Microsoft has shared a custom policy (link) that allows you to control which Tenant ids can be delegated to. This is done by checking the field "managedByTenantId" (Microsoft.ManagedServices/registrationDefinitions/managedByTenantId) and match it with the provided parameters which can be one or multiple tenant ids. In this example we're going to allow just a single tenant. This policy supports the "Deny" effect which means that once the deployment starts, any configurations that are not compliant (read: the tenant id isn't allowed) should be stopped upon hitting the Azure APIs.

After downloading the templates here, all you really need to do is change the parameter file and add the tenant(s) you wish to allow for delegation.

{
    "$schema": "https://schema.management.azure.com/schemas/2018-05-01/subscriptionDeploymentParameters.json#",
    "contentVersion": "1.0.0.0",
    "parameters": {
        "listOfAllowedTenants": {
            "value": ["TENANTID1","TENANTID2"]
        }             
    }
}

After doing so you can deploy template as you would normally deploy an ARM Template.
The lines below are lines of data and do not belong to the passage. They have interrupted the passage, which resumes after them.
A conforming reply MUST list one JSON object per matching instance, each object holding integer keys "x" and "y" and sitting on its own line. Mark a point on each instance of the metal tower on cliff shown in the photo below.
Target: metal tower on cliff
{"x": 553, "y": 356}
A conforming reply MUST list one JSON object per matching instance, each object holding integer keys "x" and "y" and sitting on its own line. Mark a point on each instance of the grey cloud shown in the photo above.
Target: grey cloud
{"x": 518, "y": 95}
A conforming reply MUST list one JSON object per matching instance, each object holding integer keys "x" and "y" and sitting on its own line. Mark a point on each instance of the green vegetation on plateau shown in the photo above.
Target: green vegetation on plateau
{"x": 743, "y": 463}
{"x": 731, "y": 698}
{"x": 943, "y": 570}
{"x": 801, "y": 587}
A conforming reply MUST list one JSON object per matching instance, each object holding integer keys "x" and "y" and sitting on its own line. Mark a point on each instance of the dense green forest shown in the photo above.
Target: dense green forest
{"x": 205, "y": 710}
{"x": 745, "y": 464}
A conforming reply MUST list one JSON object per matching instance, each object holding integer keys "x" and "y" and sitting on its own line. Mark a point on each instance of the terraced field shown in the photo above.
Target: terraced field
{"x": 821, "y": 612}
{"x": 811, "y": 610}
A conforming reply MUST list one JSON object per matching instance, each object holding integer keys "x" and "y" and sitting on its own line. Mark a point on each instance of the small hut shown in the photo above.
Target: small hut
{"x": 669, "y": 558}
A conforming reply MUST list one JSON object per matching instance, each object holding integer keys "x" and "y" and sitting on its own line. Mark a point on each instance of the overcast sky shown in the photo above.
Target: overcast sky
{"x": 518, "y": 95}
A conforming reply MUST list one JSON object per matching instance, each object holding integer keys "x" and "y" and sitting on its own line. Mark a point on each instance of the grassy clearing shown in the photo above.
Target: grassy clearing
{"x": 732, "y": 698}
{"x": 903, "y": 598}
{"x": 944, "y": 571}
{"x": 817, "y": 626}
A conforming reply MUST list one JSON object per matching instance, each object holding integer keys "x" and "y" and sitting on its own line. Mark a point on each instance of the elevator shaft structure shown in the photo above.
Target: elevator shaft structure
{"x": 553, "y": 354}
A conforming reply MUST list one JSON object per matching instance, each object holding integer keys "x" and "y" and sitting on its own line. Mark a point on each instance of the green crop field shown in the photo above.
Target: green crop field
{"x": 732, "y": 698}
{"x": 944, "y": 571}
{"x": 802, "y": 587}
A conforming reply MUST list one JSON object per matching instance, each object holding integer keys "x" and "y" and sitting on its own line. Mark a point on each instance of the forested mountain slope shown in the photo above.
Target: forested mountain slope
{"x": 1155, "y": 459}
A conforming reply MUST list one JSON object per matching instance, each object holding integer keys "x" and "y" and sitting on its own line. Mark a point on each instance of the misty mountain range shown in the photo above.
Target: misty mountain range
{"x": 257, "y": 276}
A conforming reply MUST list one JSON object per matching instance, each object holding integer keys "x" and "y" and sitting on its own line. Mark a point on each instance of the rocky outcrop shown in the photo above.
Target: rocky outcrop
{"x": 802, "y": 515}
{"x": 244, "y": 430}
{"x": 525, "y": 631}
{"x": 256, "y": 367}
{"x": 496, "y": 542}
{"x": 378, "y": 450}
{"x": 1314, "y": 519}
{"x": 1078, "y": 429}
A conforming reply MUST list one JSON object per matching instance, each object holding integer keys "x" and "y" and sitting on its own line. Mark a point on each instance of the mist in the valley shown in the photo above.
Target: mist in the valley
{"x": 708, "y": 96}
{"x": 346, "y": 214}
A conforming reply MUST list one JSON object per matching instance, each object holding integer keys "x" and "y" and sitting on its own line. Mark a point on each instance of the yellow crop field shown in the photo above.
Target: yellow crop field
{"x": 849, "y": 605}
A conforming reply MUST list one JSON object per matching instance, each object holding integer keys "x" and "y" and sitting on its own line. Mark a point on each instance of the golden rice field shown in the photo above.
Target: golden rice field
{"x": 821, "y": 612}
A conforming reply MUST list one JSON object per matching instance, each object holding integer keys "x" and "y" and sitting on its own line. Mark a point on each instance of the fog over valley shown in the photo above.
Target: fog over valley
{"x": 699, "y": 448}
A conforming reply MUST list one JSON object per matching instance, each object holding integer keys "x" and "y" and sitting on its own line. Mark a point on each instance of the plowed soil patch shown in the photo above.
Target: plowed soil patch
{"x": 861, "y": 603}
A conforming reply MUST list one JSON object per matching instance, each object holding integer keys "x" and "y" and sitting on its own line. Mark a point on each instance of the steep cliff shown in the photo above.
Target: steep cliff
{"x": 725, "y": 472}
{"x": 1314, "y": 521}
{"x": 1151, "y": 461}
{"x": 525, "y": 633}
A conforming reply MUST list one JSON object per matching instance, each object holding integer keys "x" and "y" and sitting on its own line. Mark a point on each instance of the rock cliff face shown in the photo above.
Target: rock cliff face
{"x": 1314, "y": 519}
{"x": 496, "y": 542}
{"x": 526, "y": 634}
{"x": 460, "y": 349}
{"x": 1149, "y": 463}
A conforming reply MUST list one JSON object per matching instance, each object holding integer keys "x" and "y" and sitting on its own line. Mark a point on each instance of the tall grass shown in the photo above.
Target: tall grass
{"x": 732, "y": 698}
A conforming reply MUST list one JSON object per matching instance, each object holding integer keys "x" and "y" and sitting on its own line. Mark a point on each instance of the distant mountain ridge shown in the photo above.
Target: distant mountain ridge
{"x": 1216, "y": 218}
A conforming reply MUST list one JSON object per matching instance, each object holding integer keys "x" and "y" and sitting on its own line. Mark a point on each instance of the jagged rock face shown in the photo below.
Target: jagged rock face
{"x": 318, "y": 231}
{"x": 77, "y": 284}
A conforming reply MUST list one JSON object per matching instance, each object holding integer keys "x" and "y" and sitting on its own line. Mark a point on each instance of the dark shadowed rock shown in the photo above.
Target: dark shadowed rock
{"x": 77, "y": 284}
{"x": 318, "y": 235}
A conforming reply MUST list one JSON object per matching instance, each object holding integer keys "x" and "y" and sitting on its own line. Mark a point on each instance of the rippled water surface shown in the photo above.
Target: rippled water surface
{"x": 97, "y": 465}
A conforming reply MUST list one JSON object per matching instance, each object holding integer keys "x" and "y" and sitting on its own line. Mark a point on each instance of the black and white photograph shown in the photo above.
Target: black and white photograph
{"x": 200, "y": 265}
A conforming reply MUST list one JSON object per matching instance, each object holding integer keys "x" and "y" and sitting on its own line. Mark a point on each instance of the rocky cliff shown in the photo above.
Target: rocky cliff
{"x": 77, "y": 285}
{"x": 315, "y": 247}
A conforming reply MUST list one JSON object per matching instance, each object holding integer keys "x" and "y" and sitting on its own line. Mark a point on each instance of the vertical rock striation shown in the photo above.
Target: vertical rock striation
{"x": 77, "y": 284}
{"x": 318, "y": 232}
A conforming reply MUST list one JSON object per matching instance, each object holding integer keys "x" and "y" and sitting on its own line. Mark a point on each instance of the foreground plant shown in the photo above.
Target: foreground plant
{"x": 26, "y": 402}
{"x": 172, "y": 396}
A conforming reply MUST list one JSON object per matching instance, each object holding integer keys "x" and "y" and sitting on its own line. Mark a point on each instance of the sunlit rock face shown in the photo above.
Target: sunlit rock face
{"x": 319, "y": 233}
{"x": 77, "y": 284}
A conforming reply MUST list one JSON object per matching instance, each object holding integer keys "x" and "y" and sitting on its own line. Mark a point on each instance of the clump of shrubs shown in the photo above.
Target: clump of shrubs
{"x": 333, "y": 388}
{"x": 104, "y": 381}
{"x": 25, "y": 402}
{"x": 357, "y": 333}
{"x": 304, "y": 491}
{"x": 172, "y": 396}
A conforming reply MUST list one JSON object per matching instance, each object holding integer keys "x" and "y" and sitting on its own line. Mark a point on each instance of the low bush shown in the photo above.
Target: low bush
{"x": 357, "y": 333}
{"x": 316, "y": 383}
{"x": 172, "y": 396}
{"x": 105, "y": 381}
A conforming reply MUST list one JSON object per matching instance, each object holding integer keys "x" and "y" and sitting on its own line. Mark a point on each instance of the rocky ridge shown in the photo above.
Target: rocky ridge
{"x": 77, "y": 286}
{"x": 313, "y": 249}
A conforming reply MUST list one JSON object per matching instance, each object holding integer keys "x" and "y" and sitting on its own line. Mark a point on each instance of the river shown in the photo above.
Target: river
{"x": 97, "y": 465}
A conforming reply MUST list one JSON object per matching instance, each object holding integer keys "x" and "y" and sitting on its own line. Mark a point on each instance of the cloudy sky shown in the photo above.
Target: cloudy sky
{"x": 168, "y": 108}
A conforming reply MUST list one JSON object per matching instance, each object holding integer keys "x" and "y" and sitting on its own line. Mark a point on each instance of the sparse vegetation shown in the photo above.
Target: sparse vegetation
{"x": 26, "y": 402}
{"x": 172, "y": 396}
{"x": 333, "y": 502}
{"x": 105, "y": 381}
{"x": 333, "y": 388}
If you're unfamiliar with deploying ARM templates please check the Microsoft Docs page on ARM Templates. In my example this would look like so:

New-AzDeployment `
 -location westeurope `
 -TemplateFile .\policyAllowCertainTenantIds.json `
 -TemplateParameterFile .\policyAllowCertainTenantIds.parameters.json `

After a couple of seconds the deployment succeeds and the policy is showing in the Azure Policy blade. Don't worry if your policy states "Not Started". As we're configuring a "Deny" effect here, it works instantly after deploying the policy.

Now let's try to configure a delegation (once again using ARM Templates) with a "managedByTenantId" that we didn't allow in the first place. If you're unfamiliar with the Azure Lighthouse ARM Templates please check this GitHub repository and enjoy the samples provided :)

Back to business. The parameter for our deployment:

The deployment:

New-AzDeployment `
 -location westeurope `
 -TemplateFile .\delegatedResourceManagement.json `
 -TemplateParameterFile .\delegatedResourceManagement.parameters.json `
 -verbose

It works! The deployment comes to a screeching halt.

Just to see if this really works. Let's run it again with a Tenant ID that we did allow.

Looks like it's a win!

To summarize: a very straight forward policy with a great use case. If you're using Azure Lighthouse it's probably a good idea to add this to your standard deployments!